Increased Error Rate and Latency for Presence

Incident Report for PubNub

Postmortem

Problem Description, Impact, and Resolution 

At 18:14 UTC on September 7, 2025 we observed increased error rates and latency for our Presence service in our San Jose, Virginia, and Tokyo regions. We increased capacity in those regions and the issue was resolved at 18:17 UTC. This issue was a recurrence of the issue experienced on September 2, 2025, where a bug in one of our APIs allowed a request to execute an operation that exceeded assumed limits in extreme cases, causing out-of-memory conditions for the Presence service.

Mitigation Steps and Recommended Future Preventative Measures 

In the previous instance of this issue, we placed restrictions on the API in question; those changes were not restrictive enough, which allowed for this recurrence.
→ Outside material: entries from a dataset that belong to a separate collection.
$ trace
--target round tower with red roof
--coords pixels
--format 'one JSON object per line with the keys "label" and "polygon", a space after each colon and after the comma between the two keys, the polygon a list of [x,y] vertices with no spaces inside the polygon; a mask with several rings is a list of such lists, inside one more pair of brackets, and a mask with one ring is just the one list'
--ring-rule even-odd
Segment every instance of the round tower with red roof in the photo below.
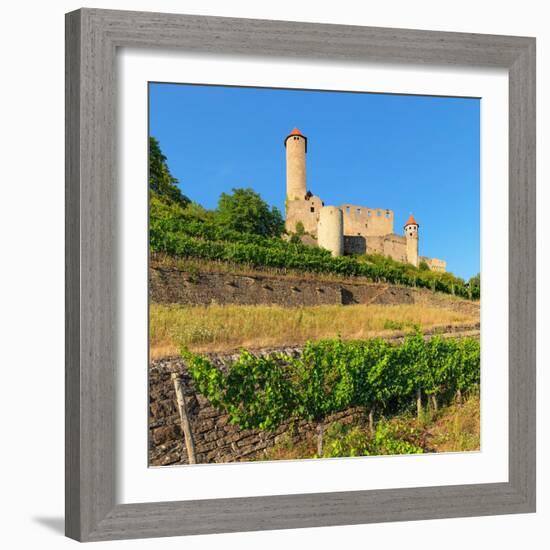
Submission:
{"label": "round tower with red roof", "polygon": [[289,201],[304,200],[307,193],[306,152],[307,138],[294,128],[285,138],[286,148],[286,198]]}
{"label": "round tower with red roof", "polygon": [[407,243],[407,262],[418,267],[418,228],[419,225],[411,214],[405,222],[405,240]]}

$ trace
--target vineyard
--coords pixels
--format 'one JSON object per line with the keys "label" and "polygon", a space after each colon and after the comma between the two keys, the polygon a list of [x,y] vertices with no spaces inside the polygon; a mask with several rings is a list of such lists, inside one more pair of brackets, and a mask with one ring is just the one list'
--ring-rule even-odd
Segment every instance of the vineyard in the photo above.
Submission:
{"label": "vineyard", "polygon": [[479,448],[479,275],[334,257],[251,188],[204,208],[150,148],[151,464]]}
{"label": "vineyard", "polygon": [[[411,410],[420,417],[428,401],[437,411],[476,393],[480,382],[478,340],[425,340],[420,333],[400,344],[382,339],[308,342],[299,356],[256,357],[242,351],[225,370],[201,354],[184,351],[183,357],[198,392],[241,429],[272,431],[289,419],[316,423],[316,456],[326,456],[324,419],[331,414],[361,408],[369,419],[372,446],[376,437],[391,439],[384,418]],[[342,449],[345,441],[341,438]],[[398,440],[395,445],[396,453],[418,452],[414,446],[399,447]],[[337,447],[331,447],[330,456],[339,456]],[[367,447],[363,454],[369,454]]]}
{"label": "vineyard", "polygon": [[154,194],[150,205],[150,248],[173,256],[251,267],[364,277],[371,281],[428,288],[479,299],[479,287],[451,273],[435,273],[376,255],[332,257],[295,239],[262,236],[220,225],[211,213],[169,204]]}

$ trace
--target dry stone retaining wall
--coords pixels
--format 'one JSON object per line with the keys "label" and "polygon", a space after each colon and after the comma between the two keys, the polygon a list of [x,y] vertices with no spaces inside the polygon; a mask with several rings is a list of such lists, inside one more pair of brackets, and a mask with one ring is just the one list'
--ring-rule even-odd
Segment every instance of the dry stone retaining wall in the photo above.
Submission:
{"label": "dry stone retaining wall", "polygon": [[426,289],[367,282],[339,282],[298,276],[190,273],[152,263],[149,298],[161,304],[425,304],[458,311],[479,311],[479,304]]}
{"label": "dry stone retaining wall", "polygon": [[[270,353],[266,350],[260,353]],[[300,353],[300,348],[278,351]],[[234,360],[236,355],[212,355],[211,360],[220,368]],[[170,358],[152,362],[149,370],[149,464],[166,466],[187,464],[187,452],[171,373],[179,373],[183,381],[184,395],[195,439],[197,463],[241,462],[251,460],[272,448],[282,438],[293,443],[303,441],[315,429],[305,421],[288,422],[273,432],[241,430],[228,423],[227,415],[220,413],[208,400],[195,391],[192,379],[182,359]],[[358,409],[349,409],[327,418],[327,422],[342,424],[363,416]]]}

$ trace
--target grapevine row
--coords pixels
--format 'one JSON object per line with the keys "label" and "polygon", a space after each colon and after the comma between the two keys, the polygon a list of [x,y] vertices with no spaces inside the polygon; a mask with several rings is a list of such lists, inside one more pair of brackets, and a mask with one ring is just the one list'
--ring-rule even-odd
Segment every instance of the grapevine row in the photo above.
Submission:
{"label": "grapevine row", "polygon": [[[382,339],[308,342],[302,353],[242,351],[226,369],[183,352],[199,393],[241,428],[274,430],[295,418],[315,421],[349,407],[378,416],[429,397],[437,406],[479,387],[480,347],[472,338],[419,333],[401,344]],[[372,427],[372,425],[371,425]]]}
{"label": "grapevine row", "polygon": [[[283,242],[283,241],[281,241]],[[166,252],[180,257],[218,260],[262,268],[296,269],[313,273],[337,274],[348,277],[365,277],[372,281],[384,281],[434,291],[455,294],[464,298],[479,298],[478,292],[470,292],[466,285],[448,282],[443,278],[410,273],[393,266],[377,265],[358,261],[351,256],[333,258],[319,254],[312,247],[308,250],[295,250],[296,245],[265,246],[239,242],[210,241],[189,237],[181,233],[150,232],[150,245],[153,251]],[[312,252],[310,253],[309,250]],[[314,252],[315,251],[315,252]]]}

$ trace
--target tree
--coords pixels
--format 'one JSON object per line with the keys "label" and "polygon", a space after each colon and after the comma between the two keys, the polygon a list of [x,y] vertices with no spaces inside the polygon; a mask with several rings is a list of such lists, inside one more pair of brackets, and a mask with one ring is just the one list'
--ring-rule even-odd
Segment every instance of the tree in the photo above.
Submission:
{"label": "tree", "polygon": [[233,188],[231,194],[222,193],[216,214],[218,223],[242,233],[263,237],[279,236],[284,230],[283,217],[250,188]]}
{"label": "tree", "polygon": [[149,136],[149,189],[169,203],[186,207],[191,201],[181,192],[156,138]]}
{"label": "tree", "polygon": [[470,298],[479,298],[481,292],[481,277],[478,273],[471,277],[468,281],[468,294]]}
{"label": "tree", "polygon": [[470,280],[468,281],[468,286],[471,289],[477,288],[479,290],[479,288],[481,287],[481,276],[479,273],[470,278]]}
{"label": "tree", "polygon": [[424,260],[422,260],[418,265],[418,269],[420,269],[420,271],[430,271],[430,266]]}

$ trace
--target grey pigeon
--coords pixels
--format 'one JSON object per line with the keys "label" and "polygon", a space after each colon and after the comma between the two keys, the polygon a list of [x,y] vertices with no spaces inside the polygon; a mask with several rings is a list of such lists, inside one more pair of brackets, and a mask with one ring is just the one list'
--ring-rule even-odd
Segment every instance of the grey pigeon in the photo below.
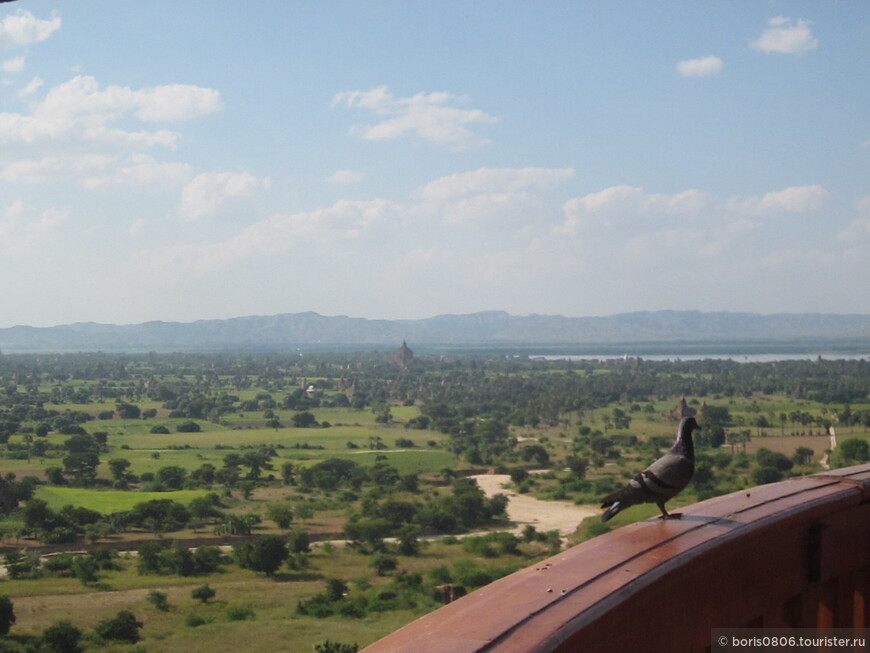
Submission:
{"label": "grey pigeon", "polygon": [[601,500],[607,511],[601,521],[607,521],[621,510],[638,503],[654,503],[662,511],[661,519],[678,519],[679,513],[668,513],[665,501],[673,499],[692,480],[695,473],[695,446],[692,431],[700,428],[694,417],[684,417],[677,429],[677,440],[664,456],[641,473],[628,485]]}

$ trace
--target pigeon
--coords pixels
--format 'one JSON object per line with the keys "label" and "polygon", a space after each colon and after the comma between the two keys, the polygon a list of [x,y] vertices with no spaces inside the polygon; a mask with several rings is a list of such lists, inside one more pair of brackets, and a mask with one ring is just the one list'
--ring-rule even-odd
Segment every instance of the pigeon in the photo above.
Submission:
{"label": "pigeon", "polygon": [[692,431],[700,428],[694,417],[684,417],[677,429],[677,440],[664,456],[636,474],[628,485],[601,500],[606,522],[621,510],[638,503],[654,503],[662,511],[660,519],[679,519],[680,513],[669,513],[665,502],[679,494],[695,473],[695,447]]}

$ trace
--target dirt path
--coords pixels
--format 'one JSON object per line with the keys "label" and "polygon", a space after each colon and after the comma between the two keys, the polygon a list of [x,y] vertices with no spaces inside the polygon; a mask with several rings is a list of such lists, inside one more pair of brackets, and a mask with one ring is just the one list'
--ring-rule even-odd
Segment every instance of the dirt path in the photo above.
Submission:
{"label": "dirt path", "polygon": [[562,536],[573,533],[586,517],[600,514],[595,506],[581,506],[568,501],[542,501],[503,488],[510,483],[507,474],[472,476],[487,496],[504,494],[508,498],[508,519],[517,524],[516,532],[531,524],[539,532],[559,531]]}

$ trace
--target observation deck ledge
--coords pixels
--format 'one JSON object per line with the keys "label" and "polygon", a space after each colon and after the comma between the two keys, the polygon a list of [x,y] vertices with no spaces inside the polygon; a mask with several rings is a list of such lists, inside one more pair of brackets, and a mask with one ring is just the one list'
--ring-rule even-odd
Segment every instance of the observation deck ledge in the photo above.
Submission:
{"label": "observation deck ledge", "polygon": [[709,651],[713,628],[870,628],[870,464],[600,535],[364,653]]}

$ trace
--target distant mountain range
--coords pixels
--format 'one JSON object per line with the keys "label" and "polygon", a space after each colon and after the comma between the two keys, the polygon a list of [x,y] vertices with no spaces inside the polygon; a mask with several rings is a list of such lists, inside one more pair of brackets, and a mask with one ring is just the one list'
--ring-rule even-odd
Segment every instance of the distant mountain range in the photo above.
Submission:
{"label": "distant mountain range", "polygon": [[[870,351],[870,315],[653,311],[609,317],[516,316],[502,311],[421,320],[370,320],[317,313],[197,322],[77,323],[0,329],[0,351],[147,352],[384,349],[405,340],[420,351],[609,351],[683,348],[742,350],[831,347]],[[807,349],[814,351],[815,349]]]}

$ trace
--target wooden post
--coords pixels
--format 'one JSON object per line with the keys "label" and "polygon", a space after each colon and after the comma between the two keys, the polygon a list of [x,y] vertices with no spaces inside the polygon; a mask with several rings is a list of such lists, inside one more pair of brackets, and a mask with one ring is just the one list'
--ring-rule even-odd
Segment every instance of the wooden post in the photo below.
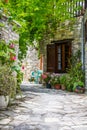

We have corrected that oversight, as well as increased memory capacities in this area of our system as an additional safeguard.

Posted Sep 12, 2025 - 23:21 UTC

Resolved

The issues affected the Presence service from 18:14 - 18:17 UTC. We will follow up with a post-mortem soon.

We apologize for the impact this may have had on your service. Please reach out to us by contacting PubNub Support (support@pubnub.com) if you wish to discuss the impact on your service.
Posted Sep 07, 2025 - 19:02 UTC

Monitoring

We experienced increased latencies and error rates in our Tokyo, San Jose, and Virginia points-of-presence from 18:14 - 18:17 UTC. A fix was deployed and we are monitoring the situation.
Posted Sep 07, 2025 - 18:45 UTC
This incident affected: Realtime Network (Presence Service).